Menariknya, sebagian besar orang menunjukkan amiloid endapan di otak mereka tidak juga memiliki tanda ciri lain dari Alzheimer, kusut berserat dari protein tau. Tidak ada yang didiagnosis dengan Alzheimer. Namun mereka semua meninggal pada usia yang relatif muda, antara 36 dan 51 tahun. Jadi mereka mungkin telah meninggal sebelum tahap selanjutnya dari Alzheimer bisa terjadi.
“Yang saya perdebatkan adalah kita perlu mempertimbangkan bahwa selain Alzheimer sporadis yang muncul seiring bertambahnya usia, dan Alzheimer yang diwariskan atau bersifat keluarga yang disebabkan oleh gen, mungkin juga ada bentuk Alzheimer yang didapat. Itulah yang saya hipotesa di sini. Kami memang belum membuktikannya, tetapi penting bagi mereka yang tertarik untuk mengeksplorasi pertanyaan tentang penyakit Alzheimer harus mengembangkan alat yang telah kami terapkan pada penyakit prion. ”

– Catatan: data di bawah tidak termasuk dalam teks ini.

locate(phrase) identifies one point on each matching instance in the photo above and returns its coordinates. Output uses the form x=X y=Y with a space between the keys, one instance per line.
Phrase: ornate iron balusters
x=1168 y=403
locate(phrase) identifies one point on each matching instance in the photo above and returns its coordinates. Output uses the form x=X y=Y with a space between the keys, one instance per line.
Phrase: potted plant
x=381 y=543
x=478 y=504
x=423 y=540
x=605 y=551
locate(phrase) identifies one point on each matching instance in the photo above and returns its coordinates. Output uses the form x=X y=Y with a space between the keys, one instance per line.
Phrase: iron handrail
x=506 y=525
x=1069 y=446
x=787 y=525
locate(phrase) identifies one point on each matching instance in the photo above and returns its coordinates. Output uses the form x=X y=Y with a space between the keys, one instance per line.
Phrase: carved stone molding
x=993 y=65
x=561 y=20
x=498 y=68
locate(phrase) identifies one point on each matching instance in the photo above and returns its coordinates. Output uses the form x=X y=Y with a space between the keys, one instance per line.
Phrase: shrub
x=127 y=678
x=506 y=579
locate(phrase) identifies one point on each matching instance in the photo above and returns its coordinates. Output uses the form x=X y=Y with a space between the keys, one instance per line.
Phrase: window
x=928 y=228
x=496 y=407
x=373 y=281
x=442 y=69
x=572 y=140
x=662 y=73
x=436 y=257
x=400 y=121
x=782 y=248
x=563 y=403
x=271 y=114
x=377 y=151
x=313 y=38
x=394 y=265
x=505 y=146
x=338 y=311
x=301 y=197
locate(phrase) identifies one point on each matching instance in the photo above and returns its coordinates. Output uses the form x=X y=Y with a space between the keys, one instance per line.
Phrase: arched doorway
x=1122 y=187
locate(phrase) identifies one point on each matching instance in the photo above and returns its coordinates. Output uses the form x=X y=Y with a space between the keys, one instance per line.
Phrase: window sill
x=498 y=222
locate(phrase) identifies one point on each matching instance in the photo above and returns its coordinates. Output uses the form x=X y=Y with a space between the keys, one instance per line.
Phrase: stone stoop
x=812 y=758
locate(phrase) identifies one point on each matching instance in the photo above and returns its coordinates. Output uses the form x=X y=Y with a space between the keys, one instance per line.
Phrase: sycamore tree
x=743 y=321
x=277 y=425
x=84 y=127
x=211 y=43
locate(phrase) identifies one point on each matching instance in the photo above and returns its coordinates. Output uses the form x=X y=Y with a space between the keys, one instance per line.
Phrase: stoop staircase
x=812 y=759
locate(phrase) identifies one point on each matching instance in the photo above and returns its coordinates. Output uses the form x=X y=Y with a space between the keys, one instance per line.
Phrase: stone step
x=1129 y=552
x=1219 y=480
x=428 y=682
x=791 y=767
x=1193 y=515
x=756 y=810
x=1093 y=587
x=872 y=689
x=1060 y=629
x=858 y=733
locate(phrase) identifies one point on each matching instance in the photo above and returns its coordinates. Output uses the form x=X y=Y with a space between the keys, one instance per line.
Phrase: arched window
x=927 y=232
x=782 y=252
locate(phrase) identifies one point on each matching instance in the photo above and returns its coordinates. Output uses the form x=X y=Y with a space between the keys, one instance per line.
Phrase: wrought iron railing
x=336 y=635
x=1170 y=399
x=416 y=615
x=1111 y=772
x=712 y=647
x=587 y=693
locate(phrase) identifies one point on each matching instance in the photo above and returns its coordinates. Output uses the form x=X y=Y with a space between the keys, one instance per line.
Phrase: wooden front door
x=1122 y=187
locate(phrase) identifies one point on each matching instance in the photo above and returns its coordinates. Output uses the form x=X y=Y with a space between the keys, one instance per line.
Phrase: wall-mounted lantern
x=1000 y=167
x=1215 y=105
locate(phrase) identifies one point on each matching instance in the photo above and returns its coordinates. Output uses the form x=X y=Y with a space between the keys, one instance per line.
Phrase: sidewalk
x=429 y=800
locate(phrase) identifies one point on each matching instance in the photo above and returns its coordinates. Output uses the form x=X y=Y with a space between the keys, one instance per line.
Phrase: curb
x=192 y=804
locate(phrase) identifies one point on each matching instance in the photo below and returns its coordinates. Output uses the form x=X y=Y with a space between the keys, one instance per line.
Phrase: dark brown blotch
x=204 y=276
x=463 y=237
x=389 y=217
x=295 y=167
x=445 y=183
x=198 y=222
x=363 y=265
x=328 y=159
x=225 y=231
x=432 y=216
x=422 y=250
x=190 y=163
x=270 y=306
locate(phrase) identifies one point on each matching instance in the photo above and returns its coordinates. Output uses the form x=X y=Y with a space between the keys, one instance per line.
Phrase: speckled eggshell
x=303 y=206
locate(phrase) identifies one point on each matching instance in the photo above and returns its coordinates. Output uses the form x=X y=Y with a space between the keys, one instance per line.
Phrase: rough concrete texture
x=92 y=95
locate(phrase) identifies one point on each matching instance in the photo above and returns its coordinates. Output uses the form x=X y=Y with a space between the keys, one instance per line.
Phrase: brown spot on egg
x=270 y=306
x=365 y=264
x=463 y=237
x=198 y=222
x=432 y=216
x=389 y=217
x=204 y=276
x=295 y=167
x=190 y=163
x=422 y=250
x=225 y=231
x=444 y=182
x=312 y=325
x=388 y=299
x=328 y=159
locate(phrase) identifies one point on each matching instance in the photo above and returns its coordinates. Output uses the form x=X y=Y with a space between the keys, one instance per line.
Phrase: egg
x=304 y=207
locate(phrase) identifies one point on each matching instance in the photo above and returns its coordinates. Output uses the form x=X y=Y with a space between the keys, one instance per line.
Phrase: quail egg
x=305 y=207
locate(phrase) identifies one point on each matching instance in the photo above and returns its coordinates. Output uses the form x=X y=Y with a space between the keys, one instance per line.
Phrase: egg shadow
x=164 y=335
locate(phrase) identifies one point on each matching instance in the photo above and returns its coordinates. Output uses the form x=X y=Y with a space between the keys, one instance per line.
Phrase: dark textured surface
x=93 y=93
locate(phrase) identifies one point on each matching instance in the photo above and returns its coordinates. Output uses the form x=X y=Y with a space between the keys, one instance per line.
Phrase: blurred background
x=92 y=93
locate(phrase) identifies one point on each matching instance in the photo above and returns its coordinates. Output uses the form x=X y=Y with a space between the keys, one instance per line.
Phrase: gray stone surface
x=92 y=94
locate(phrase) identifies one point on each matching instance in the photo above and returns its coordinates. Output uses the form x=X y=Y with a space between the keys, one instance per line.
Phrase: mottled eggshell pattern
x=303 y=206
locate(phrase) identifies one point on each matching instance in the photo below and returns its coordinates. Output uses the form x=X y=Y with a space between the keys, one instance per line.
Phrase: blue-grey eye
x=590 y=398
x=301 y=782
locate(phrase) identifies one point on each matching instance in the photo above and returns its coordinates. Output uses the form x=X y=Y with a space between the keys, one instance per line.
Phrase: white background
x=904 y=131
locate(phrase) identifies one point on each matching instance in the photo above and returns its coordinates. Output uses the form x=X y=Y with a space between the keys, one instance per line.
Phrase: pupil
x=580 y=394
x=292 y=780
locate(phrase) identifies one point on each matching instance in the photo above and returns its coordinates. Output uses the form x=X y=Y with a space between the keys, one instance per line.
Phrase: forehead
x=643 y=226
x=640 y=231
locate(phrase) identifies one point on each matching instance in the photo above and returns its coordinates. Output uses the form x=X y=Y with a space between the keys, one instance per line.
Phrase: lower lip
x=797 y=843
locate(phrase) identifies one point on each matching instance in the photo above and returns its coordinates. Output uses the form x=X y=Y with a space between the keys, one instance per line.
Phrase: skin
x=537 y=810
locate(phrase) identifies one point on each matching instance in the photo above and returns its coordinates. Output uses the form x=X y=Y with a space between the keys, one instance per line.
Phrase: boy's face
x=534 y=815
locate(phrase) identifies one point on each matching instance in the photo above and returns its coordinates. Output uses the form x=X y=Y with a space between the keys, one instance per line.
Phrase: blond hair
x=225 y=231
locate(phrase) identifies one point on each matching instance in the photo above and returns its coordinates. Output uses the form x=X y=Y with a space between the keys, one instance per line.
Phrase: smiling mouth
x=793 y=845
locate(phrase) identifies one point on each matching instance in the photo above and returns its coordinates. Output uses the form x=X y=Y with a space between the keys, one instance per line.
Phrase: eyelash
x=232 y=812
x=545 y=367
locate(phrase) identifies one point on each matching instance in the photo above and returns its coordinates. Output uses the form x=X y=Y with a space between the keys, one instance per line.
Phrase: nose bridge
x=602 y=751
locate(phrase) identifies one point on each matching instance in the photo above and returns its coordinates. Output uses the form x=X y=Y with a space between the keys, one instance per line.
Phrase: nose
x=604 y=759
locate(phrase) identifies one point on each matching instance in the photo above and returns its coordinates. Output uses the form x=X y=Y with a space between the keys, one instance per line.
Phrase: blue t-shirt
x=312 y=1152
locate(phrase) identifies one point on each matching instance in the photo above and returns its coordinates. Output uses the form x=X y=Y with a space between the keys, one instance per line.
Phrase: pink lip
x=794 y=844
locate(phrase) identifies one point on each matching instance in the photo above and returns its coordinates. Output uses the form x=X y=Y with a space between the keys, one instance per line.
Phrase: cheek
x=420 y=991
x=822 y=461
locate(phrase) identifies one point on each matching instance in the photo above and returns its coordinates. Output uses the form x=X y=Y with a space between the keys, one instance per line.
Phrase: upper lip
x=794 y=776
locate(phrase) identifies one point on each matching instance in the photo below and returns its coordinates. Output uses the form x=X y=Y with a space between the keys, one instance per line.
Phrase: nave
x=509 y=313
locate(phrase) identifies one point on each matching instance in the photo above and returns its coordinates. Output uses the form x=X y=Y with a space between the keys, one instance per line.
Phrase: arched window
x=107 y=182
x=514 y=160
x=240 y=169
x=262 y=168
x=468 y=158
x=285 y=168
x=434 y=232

Pertama, katanya, sangat penting untuk memahami dengan tepat apa itu biji protein a-beta - seperti apa bentuknya, di mana mereka terbentuk di dalam tubuh dan bagaimana mereka dapat dideteksi dalam sesuatu seperti darah. Collinge mengakui bahwa lebih banyak penelitian perlu dilakukan untuk sepenuhnya memahami betapa pentingnya jalur benih amiloid dalam berkontribusi terhadap Alzheimer, tetapi hasil terbaru menyoroti “perubahan paradigma yang berkembang dalam pemahaman bahwa penyakit neurodegeneratif mungkin semua tentang akumulasi benih. ”
Untuk saat ini, temuan hanya berlaku bagi mereka yang mungkin telah menerima suntikan hormon pertumbuhan sebelum 1985, sebelum pengobatan dialihkan ke sumber sintetis sepenuhnya. Namun hal itu meningkatkan kebutuhan akan sejumlah studi baru yang dapat membantu kita lebih memahami Alzheimer, dan penyakit otak degeneratif lainnya, dan beberapa cara yang lebih tak terduga yang mungkin bisa berkembang.
Gugi Health: Improve your health, one day at a time!